La Suprema Corte ricorda poi che la sentenza di annullamento resa ai sensi dell'art. 1137 c.c. ha effetto nei confronti di tutti i condomini, anche se non abbiano partecipato direttamente al giudizio di impugnativa.

L'ampliamento dell'efficacia del giudicato a tutti i componenti dell'organizzazione condominiale è dato dalla stessa definizione del condominio quale ente di gestione, cioè collettività di soggetti, quindi coerente col disposto del primo comma dell'art. 1137 c.c., per cui le deliberazioni prese dall'assemblea sono obbligatorie per tutti i condomini.

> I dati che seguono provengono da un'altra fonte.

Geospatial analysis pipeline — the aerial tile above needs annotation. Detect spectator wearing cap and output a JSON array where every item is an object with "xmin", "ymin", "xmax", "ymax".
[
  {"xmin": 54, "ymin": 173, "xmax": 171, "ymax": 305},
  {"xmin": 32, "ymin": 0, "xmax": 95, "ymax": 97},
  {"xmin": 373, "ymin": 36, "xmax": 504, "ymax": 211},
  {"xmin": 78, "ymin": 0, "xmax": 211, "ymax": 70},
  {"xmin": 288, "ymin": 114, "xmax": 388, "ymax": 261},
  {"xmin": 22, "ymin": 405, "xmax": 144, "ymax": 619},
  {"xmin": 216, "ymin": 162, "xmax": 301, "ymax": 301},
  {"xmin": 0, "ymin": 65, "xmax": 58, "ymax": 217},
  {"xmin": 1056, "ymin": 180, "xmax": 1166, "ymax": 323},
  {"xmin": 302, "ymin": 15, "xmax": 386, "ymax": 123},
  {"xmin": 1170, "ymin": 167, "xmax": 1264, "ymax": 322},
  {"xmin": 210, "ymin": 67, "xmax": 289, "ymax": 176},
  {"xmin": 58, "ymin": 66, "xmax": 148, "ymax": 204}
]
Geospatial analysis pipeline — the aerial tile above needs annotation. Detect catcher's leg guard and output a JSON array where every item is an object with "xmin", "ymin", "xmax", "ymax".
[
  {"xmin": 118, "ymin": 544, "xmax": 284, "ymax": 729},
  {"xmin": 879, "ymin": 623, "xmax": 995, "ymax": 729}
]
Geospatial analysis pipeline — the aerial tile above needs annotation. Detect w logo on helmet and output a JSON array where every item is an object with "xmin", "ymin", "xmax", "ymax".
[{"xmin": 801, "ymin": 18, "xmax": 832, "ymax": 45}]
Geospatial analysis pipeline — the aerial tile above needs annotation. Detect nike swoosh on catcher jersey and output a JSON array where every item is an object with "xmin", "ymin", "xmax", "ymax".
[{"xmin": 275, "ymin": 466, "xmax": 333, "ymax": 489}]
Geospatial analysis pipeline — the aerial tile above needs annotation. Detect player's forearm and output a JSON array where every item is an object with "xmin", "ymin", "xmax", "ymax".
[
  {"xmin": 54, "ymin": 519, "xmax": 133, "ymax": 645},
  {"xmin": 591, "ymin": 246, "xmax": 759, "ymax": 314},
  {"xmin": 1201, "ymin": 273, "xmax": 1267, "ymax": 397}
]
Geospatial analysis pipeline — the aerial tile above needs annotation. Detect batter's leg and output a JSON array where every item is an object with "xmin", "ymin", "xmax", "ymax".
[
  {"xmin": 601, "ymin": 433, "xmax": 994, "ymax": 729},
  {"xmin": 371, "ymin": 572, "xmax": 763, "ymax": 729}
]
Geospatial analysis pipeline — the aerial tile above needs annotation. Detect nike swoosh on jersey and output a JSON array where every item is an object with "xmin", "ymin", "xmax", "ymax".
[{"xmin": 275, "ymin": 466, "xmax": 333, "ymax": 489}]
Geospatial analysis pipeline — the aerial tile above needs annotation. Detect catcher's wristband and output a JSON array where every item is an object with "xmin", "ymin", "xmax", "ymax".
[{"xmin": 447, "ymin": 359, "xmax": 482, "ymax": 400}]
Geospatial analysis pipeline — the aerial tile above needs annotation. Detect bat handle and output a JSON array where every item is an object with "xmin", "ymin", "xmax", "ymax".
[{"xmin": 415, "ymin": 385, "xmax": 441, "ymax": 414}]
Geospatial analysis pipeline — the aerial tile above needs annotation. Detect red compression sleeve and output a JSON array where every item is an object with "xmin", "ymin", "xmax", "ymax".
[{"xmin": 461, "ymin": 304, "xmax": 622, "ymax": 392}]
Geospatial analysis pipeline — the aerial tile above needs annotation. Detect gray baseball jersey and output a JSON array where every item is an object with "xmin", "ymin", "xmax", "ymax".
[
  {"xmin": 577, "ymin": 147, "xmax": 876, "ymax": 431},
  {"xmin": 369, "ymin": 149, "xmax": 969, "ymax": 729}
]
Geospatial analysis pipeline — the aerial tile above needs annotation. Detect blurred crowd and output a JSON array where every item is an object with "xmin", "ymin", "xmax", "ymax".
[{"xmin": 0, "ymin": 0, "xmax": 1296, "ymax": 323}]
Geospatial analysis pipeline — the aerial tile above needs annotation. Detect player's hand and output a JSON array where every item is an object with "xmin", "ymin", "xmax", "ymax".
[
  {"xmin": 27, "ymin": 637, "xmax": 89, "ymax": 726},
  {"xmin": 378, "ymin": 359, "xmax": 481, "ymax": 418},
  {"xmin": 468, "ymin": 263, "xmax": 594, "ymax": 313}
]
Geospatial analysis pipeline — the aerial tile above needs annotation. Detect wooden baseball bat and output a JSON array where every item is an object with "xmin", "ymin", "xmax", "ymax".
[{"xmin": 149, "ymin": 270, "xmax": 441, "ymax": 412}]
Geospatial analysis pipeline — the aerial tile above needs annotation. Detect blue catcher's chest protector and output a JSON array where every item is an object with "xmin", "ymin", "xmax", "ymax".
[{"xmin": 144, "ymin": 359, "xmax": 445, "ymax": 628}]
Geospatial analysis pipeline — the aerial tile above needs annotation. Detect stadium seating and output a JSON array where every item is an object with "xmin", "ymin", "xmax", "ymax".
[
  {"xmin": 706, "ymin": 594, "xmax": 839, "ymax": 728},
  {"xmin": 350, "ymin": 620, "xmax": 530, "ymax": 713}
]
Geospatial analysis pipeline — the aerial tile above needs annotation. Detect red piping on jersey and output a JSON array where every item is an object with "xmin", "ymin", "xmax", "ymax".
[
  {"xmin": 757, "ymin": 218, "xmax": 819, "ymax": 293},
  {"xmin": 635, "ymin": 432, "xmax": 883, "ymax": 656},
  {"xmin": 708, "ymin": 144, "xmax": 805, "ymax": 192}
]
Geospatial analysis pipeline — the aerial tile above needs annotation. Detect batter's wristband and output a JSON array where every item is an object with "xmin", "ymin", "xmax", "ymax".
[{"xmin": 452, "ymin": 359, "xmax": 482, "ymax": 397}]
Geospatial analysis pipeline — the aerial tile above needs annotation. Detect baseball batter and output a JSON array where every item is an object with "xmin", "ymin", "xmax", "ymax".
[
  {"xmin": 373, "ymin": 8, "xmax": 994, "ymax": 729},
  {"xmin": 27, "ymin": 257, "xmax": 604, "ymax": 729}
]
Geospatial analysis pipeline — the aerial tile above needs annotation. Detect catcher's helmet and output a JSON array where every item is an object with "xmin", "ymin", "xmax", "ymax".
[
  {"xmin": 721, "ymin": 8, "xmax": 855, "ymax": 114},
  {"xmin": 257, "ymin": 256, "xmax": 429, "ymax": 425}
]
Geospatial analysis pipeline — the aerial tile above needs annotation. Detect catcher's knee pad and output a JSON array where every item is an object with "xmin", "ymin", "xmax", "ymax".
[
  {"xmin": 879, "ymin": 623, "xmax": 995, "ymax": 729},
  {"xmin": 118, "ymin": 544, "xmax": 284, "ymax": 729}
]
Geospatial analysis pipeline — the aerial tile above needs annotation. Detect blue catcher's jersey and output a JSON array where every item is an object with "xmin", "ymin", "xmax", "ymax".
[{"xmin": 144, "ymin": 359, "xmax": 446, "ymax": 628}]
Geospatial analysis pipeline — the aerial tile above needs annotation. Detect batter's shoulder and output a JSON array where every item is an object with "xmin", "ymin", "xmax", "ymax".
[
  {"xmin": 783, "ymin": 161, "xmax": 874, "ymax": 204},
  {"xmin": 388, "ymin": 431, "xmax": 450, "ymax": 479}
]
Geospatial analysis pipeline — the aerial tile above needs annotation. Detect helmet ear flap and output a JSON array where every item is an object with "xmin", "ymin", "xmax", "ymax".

Non è infatti pensabile che la delibera annullata giudizialmente venga rimossa per l'impugnante e rimanga invece vincolante per gli altri comproprietari.

Precedente giudiziario

Il Supremo Collegio spiega inoltre che l'annullamento, con sentenza passata in giudicato, di una deliberazione dell'assemblea, impugnata da un condomino per violazione di una norma del regolamento condominiale, non determina (al di fuori dei casi e dei modi previsti dall'art. 34 c.p.c.) il giudicato sulla validità della stessa disposizione regolamentare, la cui conformità, o meno, a norme imperative di legge può essere oggetto di un successivo giudizio tra le medesime parti.

La pronuncia relativa alla validità della deliberazione dell'assemblea dei condomini concernente la costituzione in giudizio del condominio non costituisce giudicato esterno con riguardo a distinte delibere del medesimo consesso aventi analogo oggetto: non si tratta di precetto normativo, che fissa la regola del caso concreto, obbligando il giudice davanti al quale venga invocata ad accertarne, in ogni stato e grado, l'esistenza e la portata; se del caso, può valere come precedente giurisprudenziale, dal quale il giudice può avere un eventuale orientamento.

In questo caso non deve dimostrare esplicitamente l'infondatezza o la non pertinenza rispetto al nuovo caso da decidere, poiché si tratta di fattispecie diversa.